The full results of a large randomized clinical trial in Britain, the gold standard of evidence, looking at the steroid dexamethasone confirm the benefits of its use in patients with COVID-19 that were hinted at in the first findings published last month. The results, published Friday in the New England Journal of Medicine, showed benefits for people with advanced or moderate disease.
Overall, 2,104 patients with COVID-19 were randomized to receive dexamethasone and 4,321 to receive usual care. Four weeks later, dexamethasone had reduced the risk of death by 36% among patients who needed mechanical ventilation when they entered the study, and by 18% among those who received oxygen without mechanical ventilation.
The drug did not improve survival among patients who did not use oxygen or mechanical ventilation.
In an editorial, Dr. H. Clifford Lane and Dr. Anthony Fauci of the US National Institute of Allergy and Infectious Diseases said the results show the crucial importance of carefully designed, large, randomized controlled trials. made.
Even during a pandemic, they said, when it might be tempting to simply "give all therapies a try," for patient outcomes to improve, "there will need to be fewer small or inconclusive studies and more studies like the dexamethasone trial."
Immune cells can recognize the coronavirus years later.
Researchers in Singapore are not concerned that antibodies to the new coronavirus are rapidly fading.
More importantly, they said, is that cells of the immune system called T cells and B cells "remember" the virus and can trigger an immune response. As reported in the journal Nature on Wednesday, the researchers looked for "memory" T cells in 36 survivors of COVID-19, 23 survivors of the 2003 coronavirus that caused SARS, and 37 people who never had any of the diseases.

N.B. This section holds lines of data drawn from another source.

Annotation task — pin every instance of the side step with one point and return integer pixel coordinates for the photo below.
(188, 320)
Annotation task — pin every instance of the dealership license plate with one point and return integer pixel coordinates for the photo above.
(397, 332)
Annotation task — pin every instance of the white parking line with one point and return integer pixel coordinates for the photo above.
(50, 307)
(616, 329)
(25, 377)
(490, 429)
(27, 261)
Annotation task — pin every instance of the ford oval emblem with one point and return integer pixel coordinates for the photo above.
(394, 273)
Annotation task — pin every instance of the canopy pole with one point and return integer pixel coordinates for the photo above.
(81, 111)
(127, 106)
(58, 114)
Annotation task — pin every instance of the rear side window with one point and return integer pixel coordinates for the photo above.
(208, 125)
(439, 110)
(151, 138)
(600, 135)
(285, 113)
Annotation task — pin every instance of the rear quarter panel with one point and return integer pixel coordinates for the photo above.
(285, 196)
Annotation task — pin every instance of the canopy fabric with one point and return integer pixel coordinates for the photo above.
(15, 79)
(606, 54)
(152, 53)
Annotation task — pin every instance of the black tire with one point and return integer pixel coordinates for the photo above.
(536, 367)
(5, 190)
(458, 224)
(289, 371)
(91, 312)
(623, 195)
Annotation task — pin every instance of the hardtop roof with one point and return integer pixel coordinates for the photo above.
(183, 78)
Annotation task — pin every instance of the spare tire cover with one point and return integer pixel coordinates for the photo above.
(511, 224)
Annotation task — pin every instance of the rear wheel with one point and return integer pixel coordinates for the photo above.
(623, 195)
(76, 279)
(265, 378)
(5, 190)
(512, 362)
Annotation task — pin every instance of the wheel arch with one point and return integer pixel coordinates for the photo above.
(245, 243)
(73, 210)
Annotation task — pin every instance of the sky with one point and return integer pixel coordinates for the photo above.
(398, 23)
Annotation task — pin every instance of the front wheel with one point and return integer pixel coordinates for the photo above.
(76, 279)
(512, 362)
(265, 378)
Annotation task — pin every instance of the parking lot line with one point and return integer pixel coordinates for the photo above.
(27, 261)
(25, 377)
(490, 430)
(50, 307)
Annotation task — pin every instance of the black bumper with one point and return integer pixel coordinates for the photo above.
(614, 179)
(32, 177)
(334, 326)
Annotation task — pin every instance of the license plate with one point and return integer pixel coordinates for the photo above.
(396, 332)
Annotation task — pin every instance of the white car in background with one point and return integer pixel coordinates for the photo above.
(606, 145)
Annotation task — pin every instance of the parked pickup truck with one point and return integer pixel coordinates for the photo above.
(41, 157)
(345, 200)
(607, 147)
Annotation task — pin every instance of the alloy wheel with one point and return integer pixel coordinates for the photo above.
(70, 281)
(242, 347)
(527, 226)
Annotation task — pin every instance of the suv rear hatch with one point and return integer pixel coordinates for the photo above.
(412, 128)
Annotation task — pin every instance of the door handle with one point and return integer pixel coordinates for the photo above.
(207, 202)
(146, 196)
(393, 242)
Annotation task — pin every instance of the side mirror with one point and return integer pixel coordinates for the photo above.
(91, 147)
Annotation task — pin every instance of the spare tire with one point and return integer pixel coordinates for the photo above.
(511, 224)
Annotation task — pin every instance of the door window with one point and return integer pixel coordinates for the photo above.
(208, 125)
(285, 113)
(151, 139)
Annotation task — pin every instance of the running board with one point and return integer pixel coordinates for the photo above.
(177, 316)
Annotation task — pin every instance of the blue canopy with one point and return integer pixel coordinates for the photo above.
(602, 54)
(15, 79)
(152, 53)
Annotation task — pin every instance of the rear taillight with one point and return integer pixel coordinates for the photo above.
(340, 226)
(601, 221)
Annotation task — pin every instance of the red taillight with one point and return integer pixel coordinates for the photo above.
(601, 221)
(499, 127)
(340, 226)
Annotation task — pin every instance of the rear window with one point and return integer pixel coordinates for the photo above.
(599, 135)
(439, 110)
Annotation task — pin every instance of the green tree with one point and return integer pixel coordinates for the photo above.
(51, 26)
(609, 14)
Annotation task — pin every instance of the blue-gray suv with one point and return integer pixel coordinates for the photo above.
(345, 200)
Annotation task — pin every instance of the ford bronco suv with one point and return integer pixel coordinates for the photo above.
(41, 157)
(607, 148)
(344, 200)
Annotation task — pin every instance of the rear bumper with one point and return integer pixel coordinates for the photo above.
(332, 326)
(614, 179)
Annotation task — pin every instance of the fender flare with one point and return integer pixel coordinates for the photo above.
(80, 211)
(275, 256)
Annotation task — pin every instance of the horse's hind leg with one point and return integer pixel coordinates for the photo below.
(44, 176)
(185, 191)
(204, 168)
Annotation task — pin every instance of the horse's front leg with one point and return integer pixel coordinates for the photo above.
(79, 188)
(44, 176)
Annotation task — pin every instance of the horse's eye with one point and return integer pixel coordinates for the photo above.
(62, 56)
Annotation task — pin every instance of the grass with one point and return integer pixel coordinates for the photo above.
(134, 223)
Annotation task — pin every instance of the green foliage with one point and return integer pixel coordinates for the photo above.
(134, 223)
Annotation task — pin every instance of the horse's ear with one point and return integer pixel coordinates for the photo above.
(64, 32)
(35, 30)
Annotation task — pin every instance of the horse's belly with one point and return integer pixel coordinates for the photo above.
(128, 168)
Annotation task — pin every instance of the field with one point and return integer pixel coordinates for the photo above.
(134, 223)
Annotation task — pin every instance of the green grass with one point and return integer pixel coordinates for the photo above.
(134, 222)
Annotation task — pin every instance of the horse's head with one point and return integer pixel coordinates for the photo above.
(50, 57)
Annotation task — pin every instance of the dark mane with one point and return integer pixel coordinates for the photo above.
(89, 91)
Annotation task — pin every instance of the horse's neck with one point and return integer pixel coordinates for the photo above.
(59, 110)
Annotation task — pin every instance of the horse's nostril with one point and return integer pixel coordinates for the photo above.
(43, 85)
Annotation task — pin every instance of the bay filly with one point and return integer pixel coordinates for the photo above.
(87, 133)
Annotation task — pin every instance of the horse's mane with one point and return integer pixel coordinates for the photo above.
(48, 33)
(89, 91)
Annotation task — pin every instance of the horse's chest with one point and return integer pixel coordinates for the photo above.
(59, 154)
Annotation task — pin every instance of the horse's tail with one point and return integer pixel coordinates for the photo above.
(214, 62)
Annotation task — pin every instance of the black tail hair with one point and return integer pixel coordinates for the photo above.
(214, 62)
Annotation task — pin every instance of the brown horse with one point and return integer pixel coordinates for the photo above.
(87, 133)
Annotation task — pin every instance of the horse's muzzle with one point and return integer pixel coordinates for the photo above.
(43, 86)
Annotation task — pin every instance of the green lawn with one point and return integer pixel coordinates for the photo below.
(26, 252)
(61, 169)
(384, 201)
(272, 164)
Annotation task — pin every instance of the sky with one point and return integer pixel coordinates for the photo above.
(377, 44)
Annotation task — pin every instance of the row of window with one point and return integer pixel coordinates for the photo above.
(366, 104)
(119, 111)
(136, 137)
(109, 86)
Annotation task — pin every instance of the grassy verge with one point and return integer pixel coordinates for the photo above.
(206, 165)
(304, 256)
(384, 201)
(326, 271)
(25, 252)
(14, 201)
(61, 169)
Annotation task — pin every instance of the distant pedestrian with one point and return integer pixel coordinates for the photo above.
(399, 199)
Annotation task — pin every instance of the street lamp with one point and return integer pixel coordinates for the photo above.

All of the COVID-19 survivors had T cells that recognized the new coronavirus. All SARS survivors had T cells that remembered the 2003 virus, and their T cells also recognized the new coronavirus. Furthermore, more than half of those who were never infected with any of the coronaviruses had protective T cells, suggesting that they may have found other coronaviruses in the past, and there may be some pre-existing immunity to the new coronavirus in the general population.
"We found the current discussion about 'the antibodies are fading' a bit pointless," three of the researchers told Reuters in a joint email.
"The important thing is that a level of B and T cell memory remains to quickly start an effective immune response capable of stopping viral spread," said Anthony Tanoto Tan of the Duke-NUS School of Medicine, along with colleagues Nina Le Bert and Antonio Bertoletti. T cells can kill infected cells to slow down the virus, and they also help instruct B cells to make antibodies, the researchers said.